[Bug]: The progress cannot advance in MacOS (showing ⚠️ARM64)
Is there an existing issue for the same bug?
- [X] I have checked the existing issues.
Branch name
main
Commit ID
88072b1e900cf69716038bba77087e19f38ee45e
Other environment information
No response
Actual behavior
When installing ragflow, the ARM64 architecture has already been configured, but after running Docker, it still shows ⚠️ amd64, and the CPU usage reaches nearly 200%. The performance is reported to be extremely low. Additionally, while parsing DOC files, the progress cannot advance. It seems that this open-source project cannot function effectively on macOS.
Expected behavior
No response
Steps to reproduce
I just follow the standard steps for MacOS. And I also use a updated requirements_arm.txt and Dockerfile.arm in a closed case"[Macosx M1 not supported?](https://github.com/infiniflow/ragflow/issues/1164#top) #1164".

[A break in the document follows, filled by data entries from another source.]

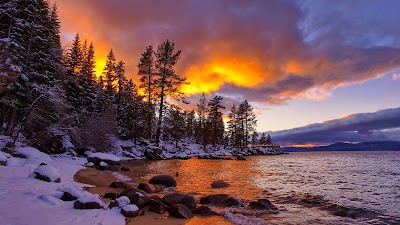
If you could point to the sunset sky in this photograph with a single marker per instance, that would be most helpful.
(297, 62)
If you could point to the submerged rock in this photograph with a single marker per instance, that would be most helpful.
(156, 206)
(219, 184)
(166, 180)
(130, 211)
(180, 211)
(215, 199)
(118, 184)
(262, 204)
(204, 210)
(146, 188)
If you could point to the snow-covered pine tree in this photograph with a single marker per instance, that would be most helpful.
(202, 125)
(174, 124)
(31, 101)
(215, 119)
(73, 61)
(146, 73)
(130, 120)
(110, 76)
(166, 81)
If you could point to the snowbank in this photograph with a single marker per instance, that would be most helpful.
(104, 156)
(34, 202)
(31, 152)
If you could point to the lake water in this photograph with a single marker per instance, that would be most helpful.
(367, 181)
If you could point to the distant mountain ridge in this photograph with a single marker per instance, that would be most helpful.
(342, 146)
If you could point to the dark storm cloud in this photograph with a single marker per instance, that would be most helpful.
(377, 126)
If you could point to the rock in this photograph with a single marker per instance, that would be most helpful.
(125, 168)
(219, 184)
(130, 211)
(180, 211)
(89, 201)
(109, 168)
(215, 199)
(70, 194)
(81, 151)
(189, 202)
(97, 158)
(139, 199)
(155, 198)
(130, 192)
(176, 198)
(166, 180)
(89, 164)
(156, 206)
(118, 184)
(171, 199)
(119, 202)
(146, 188)
(46, 173)
(262, 204)
(233, 201)
(111, 195)
(240, 157)
(153, 154)
(204, 210)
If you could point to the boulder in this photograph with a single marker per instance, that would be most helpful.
(166, 180)
(180, 211)
(97, 158)
(111, 195)
(119, 202)
(139, 199)
(176, 198)
(146, 188)
(219, 184)
(46, 173)
(262, 204)
(240, 157)
(125, 168)
(130, 211)
(89, 201)
(233, 201)
(118, 184)
(109, 168)
(130, 192)
(70, 194)
(204, 210)
(153, 154)
(216, 199)
(173, 198)
(156, 206)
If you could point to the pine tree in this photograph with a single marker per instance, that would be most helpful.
(190, 123)
(254, 139)
(175, 124)
(215, 119)
(146, 71)
(202, 129)
(268, 141)
(167, 82)
(109, 74)
(263, 139)
(74, 58)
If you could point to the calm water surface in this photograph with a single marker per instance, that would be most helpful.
(366, 180)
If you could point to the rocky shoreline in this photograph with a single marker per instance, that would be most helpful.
(158, 200)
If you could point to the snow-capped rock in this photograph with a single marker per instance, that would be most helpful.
(47, 173)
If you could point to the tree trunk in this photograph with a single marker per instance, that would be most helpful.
(160, 116)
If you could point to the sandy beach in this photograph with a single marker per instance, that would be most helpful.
(102, 180)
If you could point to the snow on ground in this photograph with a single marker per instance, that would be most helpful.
(104, 156)
(26, 200)
(31, 152)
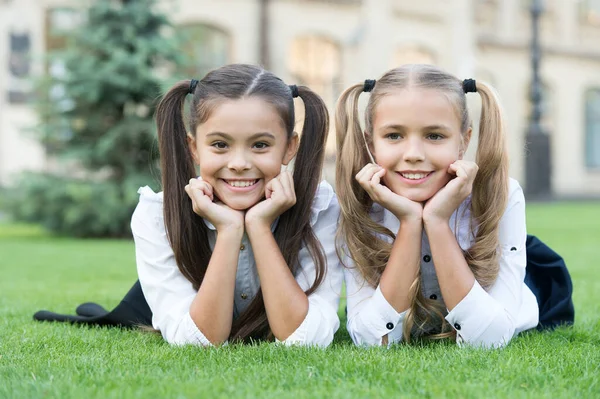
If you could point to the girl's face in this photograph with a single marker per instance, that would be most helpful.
(416, 136)
(240, 148)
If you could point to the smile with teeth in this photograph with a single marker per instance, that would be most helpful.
(241, 183)
(414, 176)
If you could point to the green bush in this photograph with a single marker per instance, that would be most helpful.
(98, 115)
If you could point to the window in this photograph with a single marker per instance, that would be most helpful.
(592, 128)
(590, 11)
(18, 67)
(412, 55)
(315, 61)
(546, 106)
(207, 47)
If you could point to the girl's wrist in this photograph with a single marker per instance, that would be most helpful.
(257, 226)
(231, 231)
(435, 222)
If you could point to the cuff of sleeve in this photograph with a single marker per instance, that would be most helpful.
(317, 328)
(473, 314)
(191, 334)
(382, 319)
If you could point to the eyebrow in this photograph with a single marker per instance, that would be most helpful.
(402, 128)
(253, 137)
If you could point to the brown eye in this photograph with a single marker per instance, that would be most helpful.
(221, 145)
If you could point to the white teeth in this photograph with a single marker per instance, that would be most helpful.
(414, 176)
(241, 183)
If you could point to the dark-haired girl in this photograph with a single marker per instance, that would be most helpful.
(246, 250)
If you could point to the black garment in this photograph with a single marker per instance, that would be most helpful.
(132, 311)
(547, 276)
(549, 280)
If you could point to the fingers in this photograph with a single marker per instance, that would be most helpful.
(366, 174)
(464, 169)
(281, 189)
(202, 186)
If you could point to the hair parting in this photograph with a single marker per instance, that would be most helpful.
(186, 231)
(425, 317)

Similar situations with the same bug(⚠️AMD64)
Additional information
No response
You can try dev-slim version of docker image since it do not handle embeding inference itself.
I have
You can try dev-slim version of docker image since it do not handle embedding inference itself.
I have tried all versions, same situations ⚠️AMD64 and embedding doesn't work.
For slim version of RAGFlow, it dose not handle embedding procedure itself. You need to use Ollama to deploy an embedding inference.
M3 chip, installation fails, error message rosetta error: Rosetta is only intended to run on Apple Silicon with a macOS host using Virtualization.framework with Rosetta mode enabled % , is there a similar situation?
it work on M2 chip , I build docker image from source code. follow these steps :
conda env
git clone https://github.com/infiniflow/ragflow.git
cd ragflow/
pip3 install huggingface-hub nltk
python3 download_deps.py
docker build --build-arg ARCH=arm64 -f Dockerfile.slim -t infiniflow/ragflow:dev-slim .
docker compose -f docker-compose.yml -p ragflow up -d
We have difficulty on building multi-arch image with CI. So we will not publish arm64 image officially in the near future.
However you can build it by yourself on a linux/arm64 or darwin/arm64 host.